Umm I used the words raped and others in the above example now lets say I was violated by a guy with a knife whom tried to kill me. After the assault I was first in shock then confussed then I became angry he tried to kill me then saddened by knowing he was a product of our society in that he tried to rob me for drug money blah blah blah then mad because he did try to f ing kill me and because of injury i could not work (physically and mental issues that turned into physical symptoms) I get angry again then I say good has come out of it because i am adressing a condition I have been living with my whole life that may have been reason for issues in my life. I go thru a bleavy of emotions and physical symptoms almost daily regarding this instance and now other traumas that have sesurfaced from my past and maybe even some currently now (Child custody/visitation).

Some traumas against me I will never know the reasons why they were pressed upon me. I suspect why some now where as I become more educated about maybe the underlying cucumstances regarding them and about me. Does this make me guilty in the some way that I feel sad in all the circumstances above. I am ashamed for say walking out of home depot knowing the woman charged me the wrong price for something I bought.
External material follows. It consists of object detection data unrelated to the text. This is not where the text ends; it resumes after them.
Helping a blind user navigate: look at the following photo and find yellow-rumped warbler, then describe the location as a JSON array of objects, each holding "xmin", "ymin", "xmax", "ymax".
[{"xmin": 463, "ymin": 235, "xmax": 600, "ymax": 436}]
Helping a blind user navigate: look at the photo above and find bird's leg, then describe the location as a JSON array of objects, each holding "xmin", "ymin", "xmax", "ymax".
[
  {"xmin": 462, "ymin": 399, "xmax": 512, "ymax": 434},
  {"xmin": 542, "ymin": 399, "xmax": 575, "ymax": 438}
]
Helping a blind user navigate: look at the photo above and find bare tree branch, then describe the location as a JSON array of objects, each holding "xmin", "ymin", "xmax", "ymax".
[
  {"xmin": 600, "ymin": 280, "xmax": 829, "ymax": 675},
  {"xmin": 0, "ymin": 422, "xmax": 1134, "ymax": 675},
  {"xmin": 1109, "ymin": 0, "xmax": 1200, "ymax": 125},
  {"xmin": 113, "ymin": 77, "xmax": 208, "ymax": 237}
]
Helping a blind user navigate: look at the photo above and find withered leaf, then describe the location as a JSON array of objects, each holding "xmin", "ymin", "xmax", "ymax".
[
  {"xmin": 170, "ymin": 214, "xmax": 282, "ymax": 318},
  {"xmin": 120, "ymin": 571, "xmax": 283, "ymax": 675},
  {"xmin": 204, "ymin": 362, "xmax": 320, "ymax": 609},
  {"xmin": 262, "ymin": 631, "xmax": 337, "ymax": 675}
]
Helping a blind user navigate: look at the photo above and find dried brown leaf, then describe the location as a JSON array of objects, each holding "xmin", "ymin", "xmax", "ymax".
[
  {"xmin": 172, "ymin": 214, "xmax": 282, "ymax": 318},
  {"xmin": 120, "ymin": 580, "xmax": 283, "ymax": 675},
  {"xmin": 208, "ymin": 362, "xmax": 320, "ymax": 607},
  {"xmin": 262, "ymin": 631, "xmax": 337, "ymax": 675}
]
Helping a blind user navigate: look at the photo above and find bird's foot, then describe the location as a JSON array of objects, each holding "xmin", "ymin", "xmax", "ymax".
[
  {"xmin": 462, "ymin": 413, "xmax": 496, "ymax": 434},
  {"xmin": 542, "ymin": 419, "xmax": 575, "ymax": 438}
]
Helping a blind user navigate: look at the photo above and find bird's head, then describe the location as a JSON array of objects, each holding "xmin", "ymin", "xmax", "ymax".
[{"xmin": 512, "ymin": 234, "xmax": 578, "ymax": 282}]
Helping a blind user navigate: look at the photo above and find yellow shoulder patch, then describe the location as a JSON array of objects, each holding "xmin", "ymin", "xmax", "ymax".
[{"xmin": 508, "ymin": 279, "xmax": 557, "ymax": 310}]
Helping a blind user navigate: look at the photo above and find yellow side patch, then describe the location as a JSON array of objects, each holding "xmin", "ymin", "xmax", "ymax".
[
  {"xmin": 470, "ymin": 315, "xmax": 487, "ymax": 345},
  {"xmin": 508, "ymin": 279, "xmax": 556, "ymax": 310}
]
I do not cry or am not sad then but I am guilty of not going back in to let her know,,,,

There was a time in my life i would have told the person at the register she was wrong but then people around me spouses, fellow shoopers would say I was nutz for doing that.... What the F.. now I am week so I give in and just walk out the door without saying anything........but F again U know what after looking at what I typed I am not I will go back if that ever happens again....

Now let me ask this what signal is society pressing upon kids that have acces to porn for profit then tell them rape is bad. I suspect a woman that lets say is exposed to rape or sex traumas and not treated and the attacker is not caught or for a matter of conversation these atackers continue on in there lives and become successfull and wealthy even though they are scum and lets say this person is of clergy, family or Dr. Does that not teach the victim this is the correct behavior maybe so they may use the same tactics against others if they see a reward at the end of the tunnel?

Sorry for all the questions but I am really feeling strong somethings (emotions from each end of the gammet) because of my trauma(s) I think maybe if I know why I am i will better be able to move on...

Any educated responses or explanations though examples on any of these matters would be greatly appreciated
 
I am unsure what your above post actually has to do specifically with the emotions of shame and guilt? You are listing your personal aspects, thoughts, and discussing traumatic events and mentioning anger lots... where is the shame or guilt aspects relevant to this wiki pages content?